Sous une couverture à rabat, le livre propose 60 photographies d’avenues, de rues, de terrains vagues, de parkings et des immeubles qui les bordent. Son titre a un sens métaphorique : « La grande sécheresse n’est pas juste la sécheresse de la crise d’approvisionnement en eau – qu’on peut en effet voir dans les images – mais c’est aussi l’absence derrière l’abandon de nos espaces publics et le démenti de la ville en tant que lieu collectif», conclut Ronald Ansbach.
RAMOS
JULIO BITTENCOURT
Cosac Naify / Editora Madalena, São Paulo, 2015
Quand on pense aux plages de Rio, ce sont les belles images de Copacabana ou d’un coucher du soleil sur Ipanema qui viennent à l’esprit. Mais à quelques kilomètres, se trouve un lac artificiel d’eau salée au carrefour d’une quinzaine de favelas. L’endroit est bruyant, pollué et surpeuplé. Piscinão de Ramos (la Piscine de Ramos) est un parc public, une plage environnée de quelques terrains de football et d’autres installations sportives. C’est l’endroit où les milliers de gens qui vivent dans les favelas environnantes vont chaque été. Julio Bittencourt a photographié les usagers de la plage de Ramos pendant quatre étés.

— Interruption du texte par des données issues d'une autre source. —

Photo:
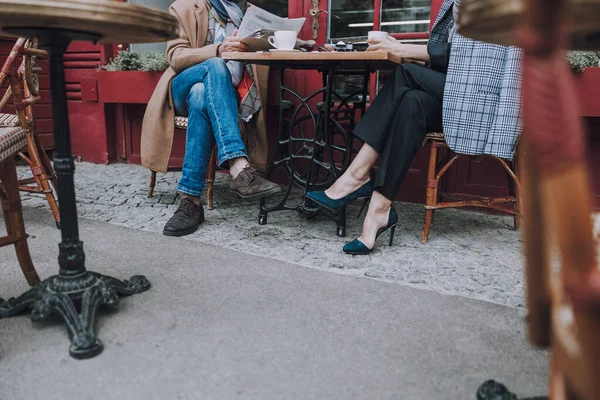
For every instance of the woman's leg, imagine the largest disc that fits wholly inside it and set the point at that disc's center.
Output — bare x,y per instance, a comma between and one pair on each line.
418,114
376,125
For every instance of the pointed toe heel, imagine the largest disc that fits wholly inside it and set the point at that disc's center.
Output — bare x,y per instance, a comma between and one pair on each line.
392,232
323,200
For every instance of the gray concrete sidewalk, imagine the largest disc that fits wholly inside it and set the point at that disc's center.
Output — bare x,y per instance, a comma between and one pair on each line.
222,324
469,254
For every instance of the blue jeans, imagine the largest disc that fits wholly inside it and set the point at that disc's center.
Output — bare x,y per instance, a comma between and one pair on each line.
205,95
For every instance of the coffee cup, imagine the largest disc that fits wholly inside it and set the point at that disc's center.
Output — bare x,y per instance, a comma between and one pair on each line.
283,40
377,35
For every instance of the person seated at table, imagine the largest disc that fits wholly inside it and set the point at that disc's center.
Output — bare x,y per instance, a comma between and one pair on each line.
468,90
201,86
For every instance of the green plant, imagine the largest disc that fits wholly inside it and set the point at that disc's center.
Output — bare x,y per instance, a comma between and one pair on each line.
580,60
128,60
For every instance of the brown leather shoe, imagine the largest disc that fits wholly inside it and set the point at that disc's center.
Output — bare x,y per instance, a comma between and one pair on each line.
249,184
186,219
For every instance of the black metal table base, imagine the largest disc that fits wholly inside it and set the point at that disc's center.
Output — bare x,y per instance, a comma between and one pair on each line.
320,152
76,299
75,294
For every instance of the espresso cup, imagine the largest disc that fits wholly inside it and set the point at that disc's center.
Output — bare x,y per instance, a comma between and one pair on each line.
283,40
377,35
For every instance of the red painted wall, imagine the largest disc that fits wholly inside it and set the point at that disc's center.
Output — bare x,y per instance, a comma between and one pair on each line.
86,115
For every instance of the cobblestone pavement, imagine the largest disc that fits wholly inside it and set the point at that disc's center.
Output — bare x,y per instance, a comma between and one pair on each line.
469,254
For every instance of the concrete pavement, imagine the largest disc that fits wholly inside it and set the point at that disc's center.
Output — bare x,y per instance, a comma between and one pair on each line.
222,324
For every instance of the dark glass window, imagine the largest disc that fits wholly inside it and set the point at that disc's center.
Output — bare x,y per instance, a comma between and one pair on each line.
277,7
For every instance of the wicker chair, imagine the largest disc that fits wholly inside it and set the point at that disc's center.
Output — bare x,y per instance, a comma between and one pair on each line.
181,123
436,170
24,92
12,141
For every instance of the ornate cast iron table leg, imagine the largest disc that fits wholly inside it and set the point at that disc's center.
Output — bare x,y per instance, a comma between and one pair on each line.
320,152
75,293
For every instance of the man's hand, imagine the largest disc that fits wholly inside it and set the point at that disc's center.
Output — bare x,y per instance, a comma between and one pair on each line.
232,43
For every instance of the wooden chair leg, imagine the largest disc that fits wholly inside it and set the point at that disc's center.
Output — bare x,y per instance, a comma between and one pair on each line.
152,183
431,193
13,218
40,175
517,193
210,178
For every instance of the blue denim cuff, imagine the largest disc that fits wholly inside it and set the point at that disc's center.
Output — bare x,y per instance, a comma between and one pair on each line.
189,192
230,156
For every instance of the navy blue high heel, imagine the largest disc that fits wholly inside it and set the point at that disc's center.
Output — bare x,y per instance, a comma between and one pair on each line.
319,197
358,248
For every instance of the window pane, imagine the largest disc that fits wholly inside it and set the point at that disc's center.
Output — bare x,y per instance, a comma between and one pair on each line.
405,16
277,7
350,18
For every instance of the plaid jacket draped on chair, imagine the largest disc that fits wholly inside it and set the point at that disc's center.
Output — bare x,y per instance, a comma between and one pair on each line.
482,97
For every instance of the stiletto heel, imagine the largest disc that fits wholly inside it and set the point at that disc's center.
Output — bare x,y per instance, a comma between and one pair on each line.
358,248
362,208
392,235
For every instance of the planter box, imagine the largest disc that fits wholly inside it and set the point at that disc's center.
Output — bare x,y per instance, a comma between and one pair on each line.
588,84
126,87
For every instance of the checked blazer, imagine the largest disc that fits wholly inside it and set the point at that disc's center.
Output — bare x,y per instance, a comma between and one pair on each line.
482,96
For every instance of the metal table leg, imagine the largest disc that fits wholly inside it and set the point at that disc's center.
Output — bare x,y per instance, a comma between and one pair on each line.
320,150
75,293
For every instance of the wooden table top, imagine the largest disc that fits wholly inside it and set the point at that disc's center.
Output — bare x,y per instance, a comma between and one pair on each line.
355,60
109,21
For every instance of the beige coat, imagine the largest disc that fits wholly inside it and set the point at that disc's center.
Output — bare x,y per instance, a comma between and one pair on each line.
159,121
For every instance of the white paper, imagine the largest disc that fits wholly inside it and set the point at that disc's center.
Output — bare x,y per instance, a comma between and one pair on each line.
257,19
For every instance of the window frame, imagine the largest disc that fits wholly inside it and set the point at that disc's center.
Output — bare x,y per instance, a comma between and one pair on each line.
377,15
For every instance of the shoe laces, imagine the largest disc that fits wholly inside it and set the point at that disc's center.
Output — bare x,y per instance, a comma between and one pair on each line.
251,171
186,206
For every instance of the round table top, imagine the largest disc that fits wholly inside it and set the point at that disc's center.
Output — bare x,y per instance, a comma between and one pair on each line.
107,21
496,21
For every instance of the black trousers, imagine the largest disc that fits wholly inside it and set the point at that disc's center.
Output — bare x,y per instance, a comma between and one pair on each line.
407,108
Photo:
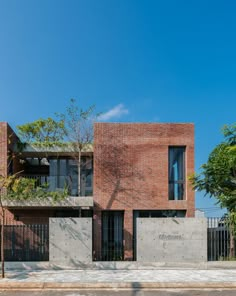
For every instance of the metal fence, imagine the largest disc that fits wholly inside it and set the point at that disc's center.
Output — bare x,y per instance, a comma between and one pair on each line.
26,242
218,240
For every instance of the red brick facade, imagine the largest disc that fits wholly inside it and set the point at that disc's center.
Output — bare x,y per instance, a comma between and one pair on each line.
131,171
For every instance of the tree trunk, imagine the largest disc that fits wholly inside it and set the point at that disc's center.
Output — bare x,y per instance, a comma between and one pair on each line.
232,244
2,242
79,179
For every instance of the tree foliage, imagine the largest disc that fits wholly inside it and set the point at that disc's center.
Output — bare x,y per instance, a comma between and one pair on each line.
218,177
42,132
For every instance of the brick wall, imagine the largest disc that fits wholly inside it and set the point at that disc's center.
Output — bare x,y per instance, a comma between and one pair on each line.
131,171
3,148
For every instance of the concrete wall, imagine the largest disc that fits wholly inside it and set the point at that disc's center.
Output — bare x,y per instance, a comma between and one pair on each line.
171,239
70,241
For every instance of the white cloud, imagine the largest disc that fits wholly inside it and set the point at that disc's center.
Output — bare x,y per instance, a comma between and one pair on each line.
115,112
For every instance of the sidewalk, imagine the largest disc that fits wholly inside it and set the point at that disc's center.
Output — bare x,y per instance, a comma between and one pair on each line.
123,279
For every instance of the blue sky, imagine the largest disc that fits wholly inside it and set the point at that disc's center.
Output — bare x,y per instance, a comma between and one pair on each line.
154,61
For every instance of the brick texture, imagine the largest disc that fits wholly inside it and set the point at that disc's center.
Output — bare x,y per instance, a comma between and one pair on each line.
131,171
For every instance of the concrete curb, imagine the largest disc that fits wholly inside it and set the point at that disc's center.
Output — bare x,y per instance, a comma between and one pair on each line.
120,285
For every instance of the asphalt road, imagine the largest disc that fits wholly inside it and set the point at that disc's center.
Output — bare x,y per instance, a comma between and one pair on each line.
115,292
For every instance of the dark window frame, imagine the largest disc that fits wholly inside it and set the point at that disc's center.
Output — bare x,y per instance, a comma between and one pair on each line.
179,182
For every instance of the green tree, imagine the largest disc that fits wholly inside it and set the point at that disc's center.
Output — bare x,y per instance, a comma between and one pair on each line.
16,188
71,131
78,132
218,178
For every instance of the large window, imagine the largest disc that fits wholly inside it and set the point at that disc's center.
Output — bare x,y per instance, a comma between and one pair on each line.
176,173
64,173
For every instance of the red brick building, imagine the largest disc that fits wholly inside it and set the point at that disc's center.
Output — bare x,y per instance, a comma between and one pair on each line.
134,170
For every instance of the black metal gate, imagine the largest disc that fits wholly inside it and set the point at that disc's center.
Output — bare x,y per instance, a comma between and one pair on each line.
218,240
112,235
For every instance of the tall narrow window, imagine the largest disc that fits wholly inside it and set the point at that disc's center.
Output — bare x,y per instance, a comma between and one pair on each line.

Sa vision photographique exempte de préjugés donne un portrait unique d’un endroit où les gens jouissent de leurs temps de loisir alors que simultanément se posent des questions comme la violence et la pollution. La postface de Martin Parr souligne que :
« Ici les images respirent l’énergie et le chaos, avec un très fort dynamisme. Je n’avais vu nulle part des scènes de plage comme celle-ci. C’est une chose de trouver des lieux aussi extraordinaires et d’en obtenir l’accès, mais il est tellement plus difficile d’en traduire l’esprit dans des photographies, comme Bittencourt l’a fait si efficacement. »
AEROPORTO
CÃSSIO VASCONCELLOS
Editora Madalena, São Paulo, 2015
Il a fallu à Cãssio Vasconcellos un an de travail et des milliers de photographies aériennes zénithales de nombreux aéroports brésiliens et nord-américains pour réaliser une unique image de 5 mètres par 2 mètres d’un gigantesque aéroport imaginaire. Sur un fond délibérément pixélisé, on peut voir les détails d’avions, de véhicules, de terminaux et de toutes sortes de choses que l’on peut trouver sur un aéroport.

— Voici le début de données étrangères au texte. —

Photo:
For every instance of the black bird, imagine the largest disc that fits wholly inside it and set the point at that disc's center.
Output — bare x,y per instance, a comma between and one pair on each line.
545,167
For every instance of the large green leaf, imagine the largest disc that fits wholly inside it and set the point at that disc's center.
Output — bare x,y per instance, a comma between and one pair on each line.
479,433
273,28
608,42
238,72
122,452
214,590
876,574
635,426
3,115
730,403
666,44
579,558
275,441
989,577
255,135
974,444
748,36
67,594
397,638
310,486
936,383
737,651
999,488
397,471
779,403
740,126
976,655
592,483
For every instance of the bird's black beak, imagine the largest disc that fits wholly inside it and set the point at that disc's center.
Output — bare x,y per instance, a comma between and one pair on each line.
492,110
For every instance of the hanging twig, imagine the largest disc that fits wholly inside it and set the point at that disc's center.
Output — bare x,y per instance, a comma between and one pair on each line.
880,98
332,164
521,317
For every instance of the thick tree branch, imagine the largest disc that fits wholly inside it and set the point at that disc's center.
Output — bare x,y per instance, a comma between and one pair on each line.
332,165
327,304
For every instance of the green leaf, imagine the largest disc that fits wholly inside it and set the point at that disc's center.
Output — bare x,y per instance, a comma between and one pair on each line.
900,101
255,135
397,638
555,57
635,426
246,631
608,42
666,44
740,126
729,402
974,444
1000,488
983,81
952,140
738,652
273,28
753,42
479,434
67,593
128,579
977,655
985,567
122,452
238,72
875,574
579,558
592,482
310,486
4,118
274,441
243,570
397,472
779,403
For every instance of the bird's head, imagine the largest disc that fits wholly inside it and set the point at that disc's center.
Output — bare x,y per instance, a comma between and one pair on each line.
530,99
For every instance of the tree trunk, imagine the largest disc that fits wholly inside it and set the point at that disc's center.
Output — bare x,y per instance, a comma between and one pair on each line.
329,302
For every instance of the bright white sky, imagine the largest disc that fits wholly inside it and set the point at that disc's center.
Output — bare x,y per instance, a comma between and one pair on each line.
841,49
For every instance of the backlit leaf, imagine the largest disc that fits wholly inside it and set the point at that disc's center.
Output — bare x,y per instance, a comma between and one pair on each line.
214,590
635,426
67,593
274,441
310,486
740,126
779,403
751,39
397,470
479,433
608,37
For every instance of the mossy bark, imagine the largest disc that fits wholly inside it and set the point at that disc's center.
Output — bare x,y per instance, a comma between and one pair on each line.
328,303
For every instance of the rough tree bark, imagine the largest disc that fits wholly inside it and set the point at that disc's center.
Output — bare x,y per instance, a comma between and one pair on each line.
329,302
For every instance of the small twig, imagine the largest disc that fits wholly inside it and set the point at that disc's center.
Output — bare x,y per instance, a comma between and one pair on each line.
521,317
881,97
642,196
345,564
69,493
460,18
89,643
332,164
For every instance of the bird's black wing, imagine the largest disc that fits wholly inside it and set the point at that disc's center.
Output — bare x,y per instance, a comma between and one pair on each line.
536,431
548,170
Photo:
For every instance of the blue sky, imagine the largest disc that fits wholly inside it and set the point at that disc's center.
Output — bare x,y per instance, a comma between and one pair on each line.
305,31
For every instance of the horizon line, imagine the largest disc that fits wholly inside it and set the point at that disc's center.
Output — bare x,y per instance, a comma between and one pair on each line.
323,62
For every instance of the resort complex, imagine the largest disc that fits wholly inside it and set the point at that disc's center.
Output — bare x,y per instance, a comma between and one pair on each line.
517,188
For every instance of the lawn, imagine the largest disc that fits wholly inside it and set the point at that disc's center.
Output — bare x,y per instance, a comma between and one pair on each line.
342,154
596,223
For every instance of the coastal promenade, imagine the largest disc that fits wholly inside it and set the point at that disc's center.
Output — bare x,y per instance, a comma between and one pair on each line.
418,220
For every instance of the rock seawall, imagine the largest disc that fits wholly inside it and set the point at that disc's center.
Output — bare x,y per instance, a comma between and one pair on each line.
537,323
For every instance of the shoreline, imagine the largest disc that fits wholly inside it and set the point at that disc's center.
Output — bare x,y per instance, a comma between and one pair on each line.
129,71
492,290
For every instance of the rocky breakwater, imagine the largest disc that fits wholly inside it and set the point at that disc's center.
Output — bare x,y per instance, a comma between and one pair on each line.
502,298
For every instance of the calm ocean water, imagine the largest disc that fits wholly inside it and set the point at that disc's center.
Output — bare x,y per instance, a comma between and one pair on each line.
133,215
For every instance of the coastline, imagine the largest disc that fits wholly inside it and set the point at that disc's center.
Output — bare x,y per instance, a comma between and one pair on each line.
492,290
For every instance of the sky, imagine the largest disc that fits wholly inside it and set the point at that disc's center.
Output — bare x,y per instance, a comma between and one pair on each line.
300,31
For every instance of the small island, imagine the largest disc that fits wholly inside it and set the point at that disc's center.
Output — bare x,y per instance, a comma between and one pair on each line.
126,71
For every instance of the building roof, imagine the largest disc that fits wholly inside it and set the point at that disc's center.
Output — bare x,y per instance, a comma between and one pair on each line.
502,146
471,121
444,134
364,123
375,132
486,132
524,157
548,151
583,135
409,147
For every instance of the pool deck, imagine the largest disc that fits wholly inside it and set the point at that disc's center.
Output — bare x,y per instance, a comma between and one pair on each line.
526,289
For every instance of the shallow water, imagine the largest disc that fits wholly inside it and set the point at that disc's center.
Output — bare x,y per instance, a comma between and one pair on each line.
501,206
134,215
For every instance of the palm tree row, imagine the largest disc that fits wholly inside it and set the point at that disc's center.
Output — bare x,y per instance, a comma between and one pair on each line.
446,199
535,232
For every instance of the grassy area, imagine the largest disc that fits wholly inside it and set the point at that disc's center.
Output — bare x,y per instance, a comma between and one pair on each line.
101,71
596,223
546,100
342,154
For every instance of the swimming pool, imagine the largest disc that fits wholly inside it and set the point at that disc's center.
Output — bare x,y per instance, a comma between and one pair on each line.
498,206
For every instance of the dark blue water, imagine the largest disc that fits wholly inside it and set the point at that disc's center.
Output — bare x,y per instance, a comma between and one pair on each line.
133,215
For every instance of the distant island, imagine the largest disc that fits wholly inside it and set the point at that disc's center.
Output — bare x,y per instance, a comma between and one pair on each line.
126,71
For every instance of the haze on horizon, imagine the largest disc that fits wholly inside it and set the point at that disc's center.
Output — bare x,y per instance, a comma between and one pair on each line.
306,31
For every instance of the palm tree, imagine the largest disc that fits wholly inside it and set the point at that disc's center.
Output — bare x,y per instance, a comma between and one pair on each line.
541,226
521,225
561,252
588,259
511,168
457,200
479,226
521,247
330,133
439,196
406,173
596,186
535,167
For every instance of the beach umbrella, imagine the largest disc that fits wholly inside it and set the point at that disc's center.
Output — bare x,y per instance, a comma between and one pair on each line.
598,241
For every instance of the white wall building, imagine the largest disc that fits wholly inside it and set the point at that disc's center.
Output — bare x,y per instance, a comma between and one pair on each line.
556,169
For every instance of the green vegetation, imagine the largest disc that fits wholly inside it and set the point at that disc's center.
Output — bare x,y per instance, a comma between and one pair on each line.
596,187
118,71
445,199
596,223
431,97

Pour le livre, cette grande image a été fragmentée en 32 parties, chacune occupant la page droite. La reliure permet de détacher les pages. Le lecteur est ainsi invité à les assembler à sa guise pour créer son propre aéroport imaginaire.
ENTREVISTAS
CLAUDIA JAGUARIBE
Editora Madalena / Terceiro Nome, São Paulo, 2014
Entrevistas montre le regard sur la ville de São Paulo que peuvent avoir ses habitants. Les images sont une combinaison de portraits, d’intérieurs d’appartements et de vues que l’on a, des terrasses ou des fenêtres, sur cette mégalopole gigantesque. Comme son nom le suggère, Entrevistas doit se regarder entre les images pour voir simultanément la ville et les appartements. Claudia Jaguaribe a fait une sélection d’intérieurs qui montre la diversité rencontrée à São Paulo, d’une zone de grands hôtels particuliers aux voisinages pauvres de travailleurs nouvellement arrivés.
Ce livre carré est un leporello qui, déplié, mesure 18,62 mètres. Il contient 45 images panoramiques se déployant sur quatre pages, mais que l’on peut aussi regarder comme des doubles pages. La séquence des images rend fluides les frontières entre des endroits différents. À plusieurs reprises, il est difficile de discerner la limite entre les images.
CABANAGEM
ANDRÉ PENTEADO
Editora Madalena / Terceiro Nome, São Paulo, 2015
La révolution dite Cabanagem – un nom qui fait référence à des cabanes habitées par les pauvres – a eu lieu en Amazonie brésilienne entre 1835 et 1840. Malgré son échelle – plus de 30 000 morts sur une population d’environ 100 000 – et un succès de courte durée, les révolutionnaires ayant tué le gouverneur et pris le pouvoir pendant un an dans la province de Grão-Pará, le mouvement est aujourd’hui presque inconnu au Brésil.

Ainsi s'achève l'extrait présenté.